L’absence totale de fondement scientifique de cette publication a été prouvée de façon incontestable, en faisant un exemple paradigmatique de « fake news médicale » . Malheureusement, il aura fallu plus de 10 ans pour que The Lancet la retire officiellement de la littérature scientifique. Durant cette période, cet article a été largement exploité par les mouvements anti-vaccins, leur conférant une nouvelle dynamique et alimentant une méfiance croissante autour du vaccin ROR.

Et la méfiance voire la défiance ne porte pas seulement sur le vaccin ROR. Des affirmations infondées autour des prétendus effets redoutables d’autres vaccins ont commencé à circuler sur Internet, sur les blogs et autres réseaux sociaux. Dans le grand public, les fausses informations qui circulent ainsi ont souvent plus d’impact que les avis des autorités de santé publique et des experts académiques, suspectés de collusion avec l’industrie pharmaceutique (alors que dans les faits ils sont soumis à des règles strictes en matière de conflit d’intérêts).

L’immunité collective menacée

L’augmentation des refus de vaccination liée aux allégations véhiculées par les mouvements anti-vaccins se révèle extrêmement préoccupante. Aux États-Unis et dans de nombreux pays européens, le taux de vaccination (« la couverture vaccinale ») de la population est aujourd’hui insuffisante pour pouvoir assurer ce que l’on appelle l’immunité collective. Il s’agit du mécanisme par lequel un microbe et la maladie correspondante disparaissent lorsqu’un nombre suffisamment d’individus leur résiste grâce à leur immunisation. Cette immunité collective, qui permet de protéger des individus qui n’ont pas encore été vaccinés, ou qui ne peuvent l’être pour des raisons médicales fondées, nécessite un taux de vaccination important (de l’ordre de 95 % dans le cas de la rougeole).
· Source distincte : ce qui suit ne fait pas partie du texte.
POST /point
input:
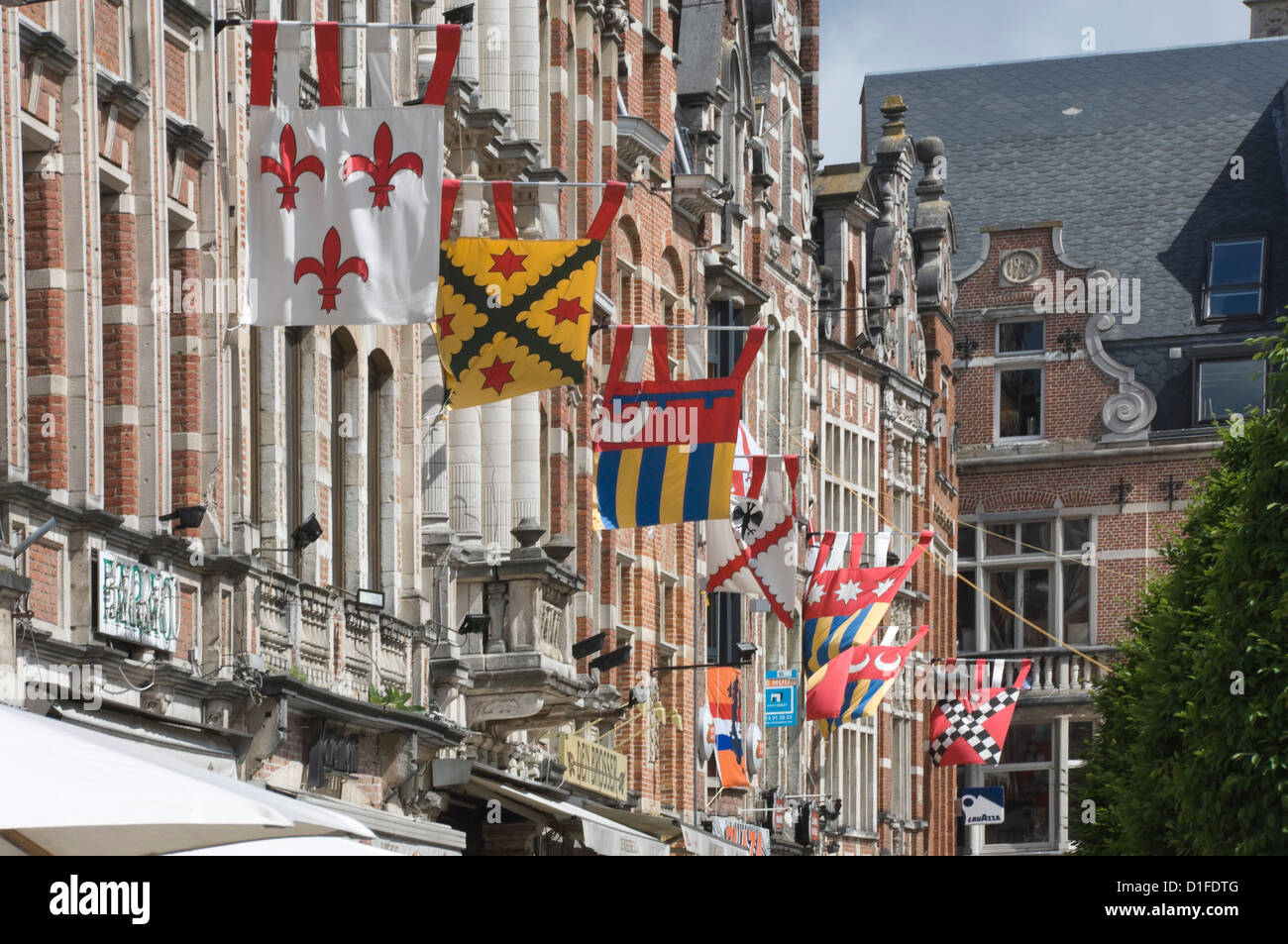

La vaccination assure donc bien plus que la protection individuelle ; c’est un acte de solidarité sociale. C’est la raison pour laquelle les gouvernements sont de plus en plus nombreux à œuvrer pour encourager les parents à vacciner leurs enfants. Devant la résurgence de la rougeole, plusieurs états américains et pays européens – dont l’Italie et la France – ont été au-delà, en rendant certains vaccins obligatoires.

Il s’agit d’interdire l’accès aux crèches et aux écoles d’enfants non vaccinés. L’Australie va encore plus loin, en instaurant des mesures « pas de piqûre, pas d’allocation », qui prive de prestations familiales les parents d’enfants non vaccinés. Et cette politique est strictement appliquée, sans aucune exception pour les familles opposées à la vaccination pour des motifs philosophiques ou religieux. Cette incitation financière a permis une augmentation des taux de vaccination, mais une augmentation seulement modeste. Entre décembre 2015 (mois de mise en œuvre de cette politique) et mars 2017, le taux de vaccination des enfants âgés d’un an n’a augmenté que d’environ un point de pourcentage.

La lutte contre le papillomavirus humain comme outil de sensibilisation

Il apparaît clairement que la vaccination obligatoire ne suffira pas à rétablir et maintenir la couverture vaccinale à long terme. La clé réside dans la sensibilisation du public. Jusqu’ici, les programmes de sensibilisation aux bienfaits de la vaccination ciblent essentiellement les parents et les professionnels de la santé. Nous pensons que les premiers concernés, à savoir les jeunes, ont un rôle majeur à jouer dans les actions à mener. Les discussions autour du vaccin contre le papillomavirus humain (HPV) – cause de l’infection sexuellement transmissible la plus fréquente – représentent une opportunité majeure à cet égard.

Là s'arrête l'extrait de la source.